🤖 AI Summary
This work addresses the lack of systematic evaluation of self-supervised speech models for audio deepfake detection—a security-critical task—by introducing the Spoof-SUPERB benchmark. For the first time, this benchmark integrates spoofing detection into the standardized SUPERB-style evaluation framework, enabling a comprehensive assessment of 20 prominent self-supervised models spanning generative, discriminative, and spectrogram-based architectures, including XLS-R, UniSpeech-SAT, and WavLM Large. The study evaluates model robustness under in-domain, out-of-domain, and acoustically degraded conditions. Results demonstrate that large-scale discriminative models consistently outperform other architectures across multilingual and multi-perturbation scenarios, offering reliable guidance for selecting effective representations in voice security applications.
📝 Abstract
Self-supervised learning (SSL) has transformed speech processing, with benchmarks such as SUPERB establishing fair comparisons across diverse downstream tasks.
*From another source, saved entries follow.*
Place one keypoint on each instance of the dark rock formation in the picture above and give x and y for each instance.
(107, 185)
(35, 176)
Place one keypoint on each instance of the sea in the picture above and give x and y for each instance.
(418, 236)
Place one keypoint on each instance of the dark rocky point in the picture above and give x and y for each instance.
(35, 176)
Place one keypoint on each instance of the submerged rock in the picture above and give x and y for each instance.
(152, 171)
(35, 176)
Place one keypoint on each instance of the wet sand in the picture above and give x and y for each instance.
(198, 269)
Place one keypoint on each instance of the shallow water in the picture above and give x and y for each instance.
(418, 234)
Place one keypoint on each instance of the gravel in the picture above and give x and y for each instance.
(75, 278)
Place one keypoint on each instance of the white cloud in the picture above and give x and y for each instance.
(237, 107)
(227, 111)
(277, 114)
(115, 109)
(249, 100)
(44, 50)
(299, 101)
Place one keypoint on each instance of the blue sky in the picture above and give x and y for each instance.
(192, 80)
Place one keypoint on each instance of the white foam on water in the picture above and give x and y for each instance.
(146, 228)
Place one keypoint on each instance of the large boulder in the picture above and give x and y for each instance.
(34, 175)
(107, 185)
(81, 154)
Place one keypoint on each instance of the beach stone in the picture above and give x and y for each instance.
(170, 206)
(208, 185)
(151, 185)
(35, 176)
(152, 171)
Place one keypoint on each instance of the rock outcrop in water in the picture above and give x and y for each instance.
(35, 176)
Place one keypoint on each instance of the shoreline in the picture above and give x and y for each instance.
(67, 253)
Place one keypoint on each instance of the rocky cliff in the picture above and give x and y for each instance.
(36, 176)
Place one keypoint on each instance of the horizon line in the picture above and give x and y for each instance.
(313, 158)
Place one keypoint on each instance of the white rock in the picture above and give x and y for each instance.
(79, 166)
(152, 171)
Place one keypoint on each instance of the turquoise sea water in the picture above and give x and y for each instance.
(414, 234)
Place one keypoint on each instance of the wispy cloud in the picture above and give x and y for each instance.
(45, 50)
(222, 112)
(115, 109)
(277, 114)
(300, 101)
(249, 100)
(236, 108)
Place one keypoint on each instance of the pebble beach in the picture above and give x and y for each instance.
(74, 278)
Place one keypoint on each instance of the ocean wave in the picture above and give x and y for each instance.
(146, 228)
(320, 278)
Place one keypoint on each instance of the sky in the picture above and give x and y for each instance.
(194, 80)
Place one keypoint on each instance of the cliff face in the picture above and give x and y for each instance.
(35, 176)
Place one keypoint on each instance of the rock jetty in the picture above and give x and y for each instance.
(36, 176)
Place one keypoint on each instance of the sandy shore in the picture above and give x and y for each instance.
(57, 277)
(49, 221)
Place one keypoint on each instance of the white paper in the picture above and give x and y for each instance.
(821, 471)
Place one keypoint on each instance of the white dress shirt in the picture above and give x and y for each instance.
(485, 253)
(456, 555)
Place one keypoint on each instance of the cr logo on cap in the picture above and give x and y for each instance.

Despite it's security-critical importance, Audio deepfake detection has remained outside these efforts. In this work, we introduce Spoof-SUPERB, a benchmark for audio deepfake detection that systematically evaluates 20 SSL models spanning generative, discriminative, and spectrogram-based architectures. We evaluated these models on multiple in-domain and out-of-domain datasets. Our results reveal that large-scale discriminative models such as XLS-R, UniSpeech-SAT, and WavLM Large consistently outperform other models, benefiting from multilingual pretraining, speaker-aware objectives, and model scale. We further analyze the robustness of these models under acoustic degradations, showing that generative approaches degrade sharply, while discriminative models remain resilient. This benchmark establishes a reproducible baseline and provides practical insights into which SSL representations are most reliable for securing speech systems against audio deepfakes.